傷痕~想い出に変わるまで~
その日は喫茶店で門倉と会わなかった。

ガッツリ系の定食屋とか丼ものの店でなく、料理に食後のコーヒーが付くような店にでも行ったのか、会社に戻って自販機のコーヒーを飲んだのか。

今日も門倉が来るものだと思って時間も気にせずのんびり雑誌を読んでいたら、うっかり昼休みが終わる時間を過ぎそうになってしまい、会社まで小走りで戻った。

よく考えたら約束もしていないのに、どうして私は門倉が来るものだと思っていたんだろう?


滑り込みセーフで午後の始業時間に間に合った。

二課のオフィスに入る前に一課のオフィスをチラッと覗いてみたけど、門倉の姿は見当たらなかった。

取引先にでも行ったのかな。

そりゃ来ないわけだ。

門倉が来たって特に何がどうなるってわけじゃないし、一緒にコーヒーを飲むだけなんだけど。




定時のチャイムが鳴る頃には順調に仕事を終えられた。

帰り支度を済ませて門倉にメールを送ると、もう少しで終わるから喫煙室で待っててと返信があった。

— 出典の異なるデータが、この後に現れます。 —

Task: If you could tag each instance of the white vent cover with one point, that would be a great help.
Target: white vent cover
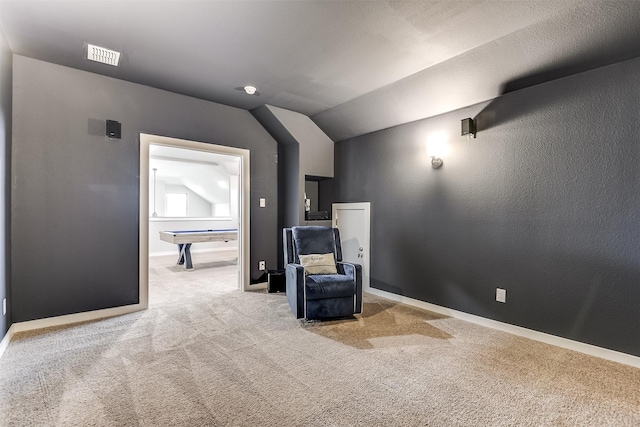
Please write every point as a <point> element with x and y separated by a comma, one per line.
<point>100,54</point>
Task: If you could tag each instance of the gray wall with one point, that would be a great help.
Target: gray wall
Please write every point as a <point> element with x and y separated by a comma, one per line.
<point>543,203</point>
<point>6,61</point>
<point>76,195</point>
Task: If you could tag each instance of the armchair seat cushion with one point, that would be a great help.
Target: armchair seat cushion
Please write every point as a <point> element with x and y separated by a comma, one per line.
<point>329,286</point>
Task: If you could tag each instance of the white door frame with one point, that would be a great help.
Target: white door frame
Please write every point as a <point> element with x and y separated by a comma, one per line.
<point>243,201</point>
<point>335,222</point>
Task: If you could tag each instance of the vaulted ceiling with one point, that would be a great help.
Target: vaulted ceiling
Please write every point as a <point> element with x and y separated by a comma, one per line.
<point>353,66</point>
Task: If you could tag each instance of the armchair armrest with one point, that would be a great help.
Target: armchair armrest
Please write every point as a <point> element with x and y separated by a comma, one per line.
<point>294,275</point>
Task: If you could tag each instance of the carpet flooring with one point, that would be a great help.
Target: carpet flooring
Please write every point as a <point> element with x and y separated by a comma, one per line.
<point>205,354</point>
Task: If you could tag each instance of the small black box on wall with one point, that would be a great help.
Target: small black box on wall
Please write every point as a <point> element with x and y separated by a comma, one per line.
<point>276,281</point>
<point>113,129</point>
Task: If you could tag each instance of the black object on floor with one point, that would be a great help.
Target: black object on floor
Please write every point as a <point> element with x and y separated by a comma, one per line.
<point>276,281</point>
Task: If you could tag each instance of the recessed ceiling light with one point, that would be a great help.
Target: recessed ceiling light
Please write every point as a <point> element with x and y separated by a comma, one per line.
<point>103,55</point>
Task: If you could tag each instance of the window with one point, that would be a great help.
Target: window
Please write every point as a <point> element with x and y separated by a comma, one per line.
<point>176,204</point>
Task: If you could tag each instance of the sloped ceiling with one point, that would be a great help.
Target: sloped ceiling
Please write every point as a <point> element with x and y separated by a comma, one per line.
<point>352,66</point>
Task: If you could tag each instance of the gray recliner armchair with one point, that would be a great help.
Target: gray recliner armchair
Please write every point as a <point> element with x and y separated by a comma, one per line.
<point>319,284</point>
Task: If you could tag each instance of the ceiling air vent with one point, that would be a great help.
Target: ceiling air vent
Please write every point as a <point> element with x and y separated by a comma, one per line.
<point>100,54</point>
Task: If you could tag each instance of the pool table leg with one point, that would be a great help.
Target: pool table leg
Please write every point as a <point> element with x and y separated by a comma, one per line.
<point>184,256</point>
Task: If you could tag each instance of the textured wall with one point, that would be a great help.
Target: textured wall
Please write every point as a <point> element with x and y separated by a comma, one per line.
<point>543,203</point>
<point>6,61</point>
<point>76,196</point>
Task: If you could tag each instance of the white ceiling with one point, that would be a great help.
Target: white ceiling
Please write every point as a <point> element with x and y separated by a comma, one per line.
<point>352,66</point>
<point>205,173</point>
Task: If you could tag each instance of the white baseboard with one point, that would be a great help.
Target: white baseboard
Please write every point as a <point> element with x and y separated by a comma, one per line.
<point>592,350</point>
<point>5,341</point>
<point>66,320</point>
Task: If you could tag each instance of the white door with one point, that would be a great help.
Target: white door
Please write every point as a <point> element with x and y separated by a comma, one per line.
<point>353,221</point>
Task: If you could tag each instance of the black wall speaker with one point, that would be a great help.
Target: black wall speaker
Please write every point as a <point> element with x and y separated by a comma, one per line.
<point>114,129</point>
<point>468,127</point>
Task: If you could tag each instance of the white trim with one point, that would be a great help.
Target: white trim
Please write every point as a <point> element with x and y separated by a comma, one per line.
<point>187,218</point>
<point>244,208</point>
<point>66,319</point>
<point>7,338</point>
<point>592,350</point>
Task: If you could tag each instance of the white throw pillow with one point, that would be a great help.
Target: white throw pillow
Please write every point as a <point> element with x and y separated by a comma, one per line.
<point>318,263</point>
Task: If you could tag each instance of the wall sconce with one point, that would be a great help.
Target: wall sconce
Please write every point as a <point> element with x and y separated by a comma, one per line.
<point>468,127</point>
<point>437,147</point>
<point>436,162</point>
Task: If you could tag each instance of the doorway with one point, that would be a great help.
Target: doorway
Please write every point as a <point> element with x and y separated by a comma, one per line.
<point>158,150</point>
<point>353,220</point>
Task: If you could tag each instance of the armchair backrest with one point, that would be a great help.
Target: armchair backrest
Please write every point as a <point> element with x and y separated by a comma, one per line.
<point>305,240</point>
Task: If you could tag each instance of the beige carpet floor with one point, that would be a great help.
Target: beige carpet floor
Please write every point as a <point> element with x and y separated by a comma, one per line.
<point>205,354</point>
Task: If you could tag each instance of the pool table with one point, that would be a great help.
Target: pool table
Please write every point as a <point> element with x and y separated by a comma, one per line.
<point>185,238</point>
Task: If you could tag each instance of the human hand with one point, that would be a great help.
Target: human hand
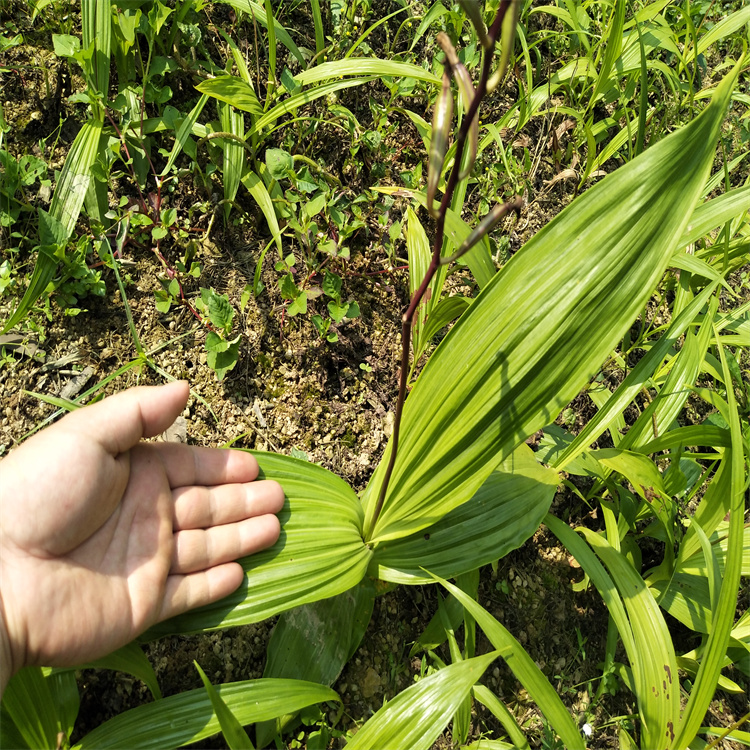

自販機でコーヒーを買って喫煙室に足を運び、椅子に座ってタバコに火をつけた。

コーヒーを飲もうとカップに口を付けて、不意に今朝のことを思い出した。

……いやいや、私の飲みかけのコーヒーを門倉が飲んだからなんだって言うの?

ちょっと私が口を付けたカップに門倉が口を付けたからって、30を過ぎたいい大人が気にするほどのことでもないんだから。